What do you do when a psychic comes up to you and insists that they have to tell you something, or otherwise gives you a reading or makes a prediction and you didn’t ask for it? A psychic walked up to me at a psychic expo, saying she could tell I was worried about my daughter, and something terrible was going on with her I needed to know about. I was startled and upset, and frankly I didn’t want to hear that — my wife was having serious surgery in a week and I was focused on her. (The psychic insisted that the problem was with my child, not just a vague “a woman in your life” thing.) And it turned out nothing unusual was going on with my daughter anyway — so it was extra worry for nothing. How do you keep people from doing that?

Jerry

To be blunt, Jerry, you’ve hit one of my hot buttons — I call this a “drive-by psychic shooting.”

Some psychics do feel that, when they get an intuitive message for a stranger, it has to get through. Most have the courtesy to ask “May I tell you something?” or say “I have a message for you” and wait for permission to continue.”

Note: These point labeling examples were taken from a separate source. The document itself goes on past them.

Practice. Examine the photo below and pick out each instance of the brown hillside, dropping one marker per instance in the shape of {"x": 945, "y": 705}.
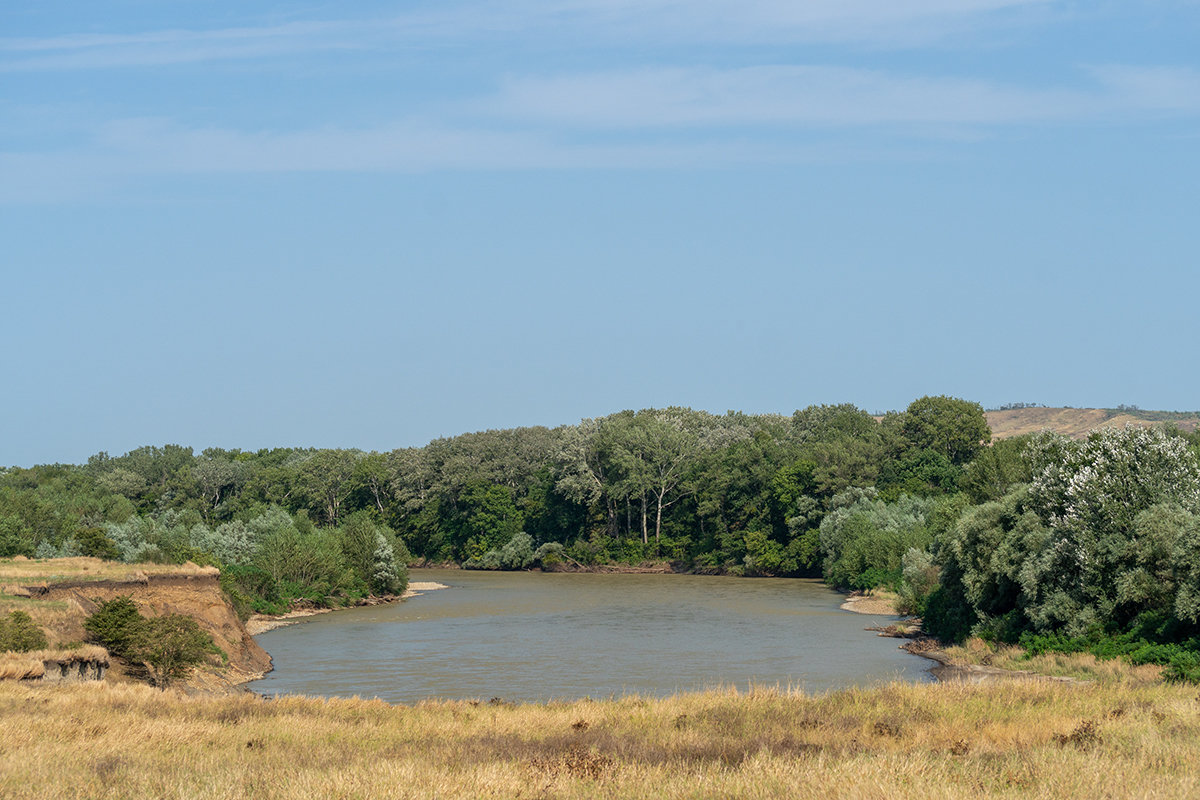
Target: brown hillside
{"x": 1075, "y": 422}
{"x": 60, "y": 593}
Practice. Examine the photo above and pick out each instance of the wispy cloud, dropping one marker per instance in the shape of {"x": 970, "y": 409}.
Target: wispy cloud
{"x": 631, "y": 119}
{"x": 797, "y": 95}
{"x": 581, "y": 22}
{"x": 779, "y": 95}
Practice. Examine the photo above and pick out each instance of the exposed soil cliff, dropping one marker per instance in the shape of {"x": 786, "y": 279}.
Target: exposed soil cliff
{"x": 195, "y": 593}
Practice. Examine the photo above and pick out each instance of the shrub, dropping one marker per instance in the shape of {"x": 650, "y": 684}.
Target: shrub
{"x": 117, "y": 625}
{"x": 166, "y": 647}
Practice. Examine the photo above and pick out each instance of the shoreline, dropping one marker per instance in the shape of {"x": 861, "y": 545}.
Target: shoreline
{"x": 263, "y": 623}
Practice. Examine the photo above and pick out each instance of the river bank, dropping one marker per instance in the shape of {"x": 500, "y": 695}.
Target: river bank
{"x": 262, "y": 623}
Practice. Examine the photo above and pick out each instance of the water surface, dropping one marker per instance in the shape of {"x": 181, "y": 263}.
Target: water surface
{"x": 527, "y": 636}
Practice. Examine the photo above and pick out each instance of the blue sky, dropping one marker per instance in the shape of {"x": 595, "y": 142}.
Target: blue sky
{"x": 370, "y": 224}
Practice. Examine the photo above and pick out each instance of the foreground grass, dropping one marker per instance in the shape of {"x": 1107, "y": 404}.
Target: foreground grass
{"x": 1020, "y": 739}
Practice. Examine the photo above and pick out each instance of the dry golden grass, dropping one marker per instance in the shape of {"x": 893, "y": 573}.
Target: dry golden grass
{"x": 1019, "y": 739}
{"x": 30, "y": 571}
{"x": 1075, "y": 422}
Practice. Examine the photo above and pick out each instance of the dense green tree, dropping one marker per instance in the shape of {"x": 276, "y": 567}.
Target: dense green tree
{"x": 949, "y": 426}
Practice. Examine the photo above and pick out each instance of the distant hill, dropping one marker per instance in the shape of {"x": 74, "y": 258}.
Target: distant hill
{"x": 1077, "y": 422}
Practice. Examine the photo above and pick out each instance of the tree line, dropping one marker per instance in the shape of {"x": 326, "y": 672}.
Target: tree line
{"x": 1062, "y": 542}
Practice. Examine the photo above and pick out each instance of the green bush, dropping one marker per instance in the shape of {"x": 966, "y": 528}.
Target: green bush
{"x": 166, "y": 647}
{"x": 19, "y": 632}
{"x": 117, "y": 625}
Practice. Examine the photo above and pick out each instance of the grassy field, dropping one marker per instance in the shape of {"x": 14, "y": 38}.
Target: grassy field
{"x": 1019, "y": 739}
{"x": 1078, "y": 422}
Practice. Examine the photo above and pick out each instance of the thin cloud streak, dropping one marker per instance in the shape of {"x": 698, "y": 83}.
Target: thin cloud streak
{"x": 665, "y": 119}
{"x": 831, "y": 96}
{"x": 592, "y": 22}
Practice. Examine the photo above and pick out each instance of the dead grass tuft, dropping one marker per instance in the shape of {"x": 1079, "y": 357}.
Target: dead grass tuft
{"x": 1085, "y": 734}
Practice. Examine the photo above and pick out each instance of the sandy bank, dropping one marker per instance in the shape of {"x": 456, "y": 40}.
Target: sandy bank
{"x": 262, "y": 623}
{"x": 880, "y": 605}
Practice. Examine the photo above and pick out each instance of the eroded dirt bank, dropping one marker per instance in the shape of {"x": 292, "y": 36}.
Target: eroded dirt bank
{"x": 196, "y": 594}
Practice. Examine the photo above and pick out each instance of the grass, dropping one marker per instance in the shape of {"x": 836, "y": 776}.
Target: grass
{"x": 1019, "y": 739}
{"x": 22, "y": 666}
{"x": 21, "y": 571}
{"x": 1080, "y": 666}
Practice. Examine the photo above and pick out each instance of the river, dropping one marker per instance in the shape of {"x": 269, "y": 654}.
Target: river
{"x": 534, "y": 637}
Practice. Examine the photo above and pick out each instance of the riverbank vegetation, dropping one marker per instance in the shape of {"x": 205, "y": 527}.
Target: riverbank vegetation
{"x": 1059, "y": 543}
{"x": 1029, "y": 739}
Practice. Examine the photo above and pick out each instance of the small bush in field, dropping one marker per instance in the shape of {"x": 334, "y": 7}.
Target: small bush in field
{"x": 166, "y": 647}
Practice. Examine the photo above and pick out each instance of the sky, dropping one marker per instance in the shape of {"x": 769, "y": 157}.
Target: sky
{"x": 372, "y": 224}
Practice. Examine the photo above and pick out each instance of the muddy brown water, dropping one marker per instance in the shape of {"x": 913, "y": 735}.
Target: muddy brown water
{"x": 533, "y": 637}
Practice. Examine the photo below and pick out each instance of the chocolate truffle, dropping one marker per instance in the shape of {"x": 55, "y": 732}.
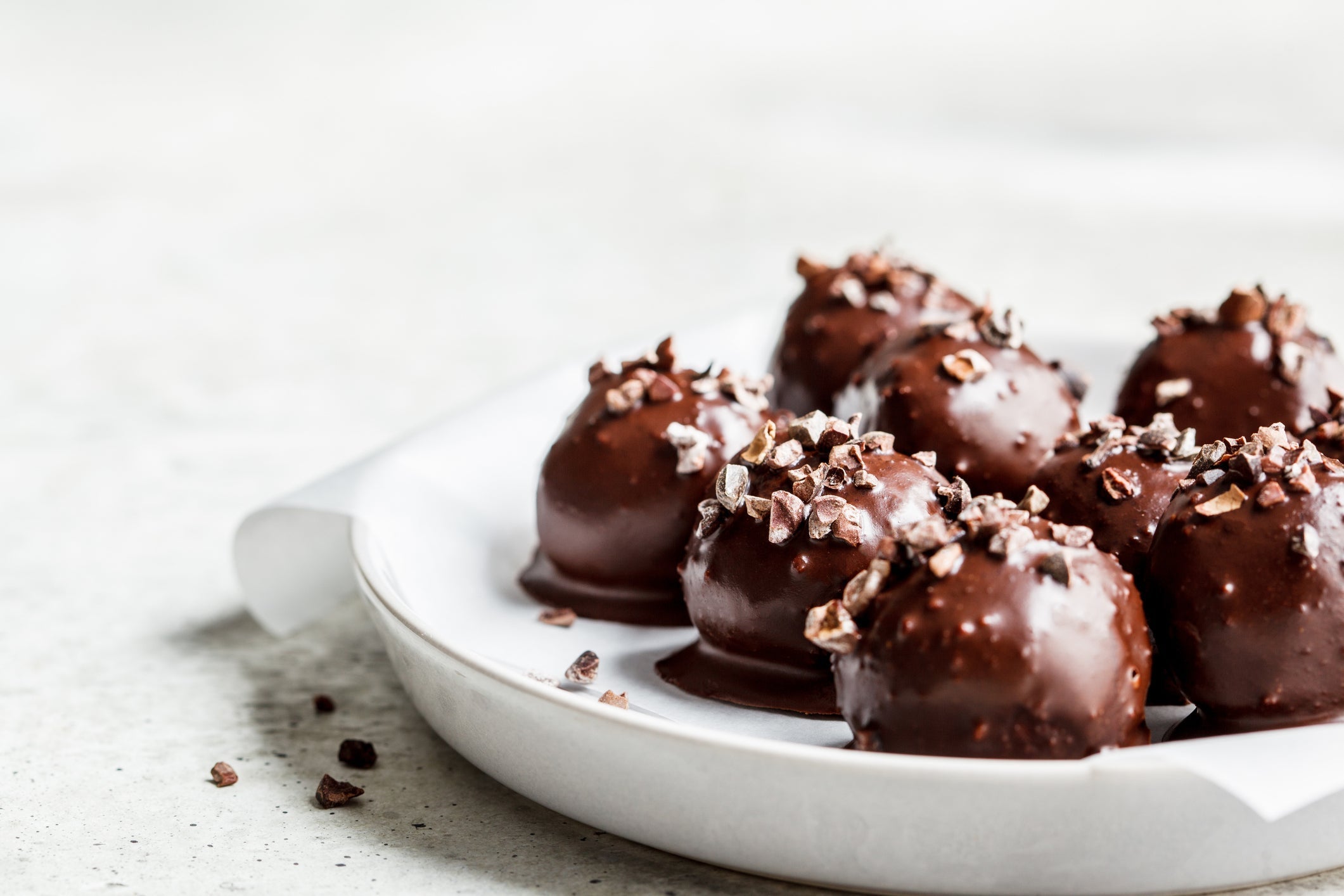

A psychic who insists they have a reading for you and you MUST listen to then or something dire will happen (sometimes even grabbing you by the arm or otherwise stopping you) is trampling on your free will and invading your personal space — inappropriately, inconsiderately and unprofessionally so. It happens to many of us: A week before my wedding, I was introduced to a high-profile, well-known psychic who is on the same “show circuit” as I am. He shook my hand and immediately intoned, “Ohhh… stomach cancer, within two years, and you’ll have a terrible time getting rid of it.”

I didn’t need that unsolicited advice days before getting married! As we’ve all seen, he was wrong. Still, it shook me up for some time until I got it dismissed from my own consciousness.

Anyone can feel pole-axed when this happens. It comes out of the blue, you are unprepared, and those fearful and negative thoughts can take root right away unless you stop them in their tracks. The appropriate response is to interrupt the message-giver mid-sentence and say “EXCUSE ME, but I did not ask for a reading and I do not want to hear what you have to say.” If they keep pushing, raise your voice if you have to and say “I did not ask for a reading and I refuse your information.” And walk away. If they follow, you are being stalked and harassed and should handle it the same way you would in any harassment situation — find someone in charge, report the person and leave it for the authorities to handle.

I view reading people “across the table” in the same fashion. Psychic abilities are still misunderstood in a lot of places, and people are scared that we read their minds as they walk by. A psychic who leans across his booth and says “your dead grandfather has a message for you” or “there’s a dangerous accident you can avoid; let me tell you about it” is trying to hook your emotions in order to get you to have a session with them. Don’t fall for it.

It’s the reason why I refuse to intuitively focus on people outside my own “office,” wherever it is at the moment (private party, expo, etc.). How would you feel if your wife said hello to her OB/GYN at a cocktail party, and the next thing you knew he was lifting her skirt and discussing a diagnosis? Pretty darned upset, because (a) it’s not an appropriate venue and (b) she didn’t ask him to!

Having your privacy and free will honored is paramount if you are to trust what I tell you in an intuitive session. And that goes for every single psychic you ever work with. If they consider their will more important than yours, and cross your comfort boundaries — leave!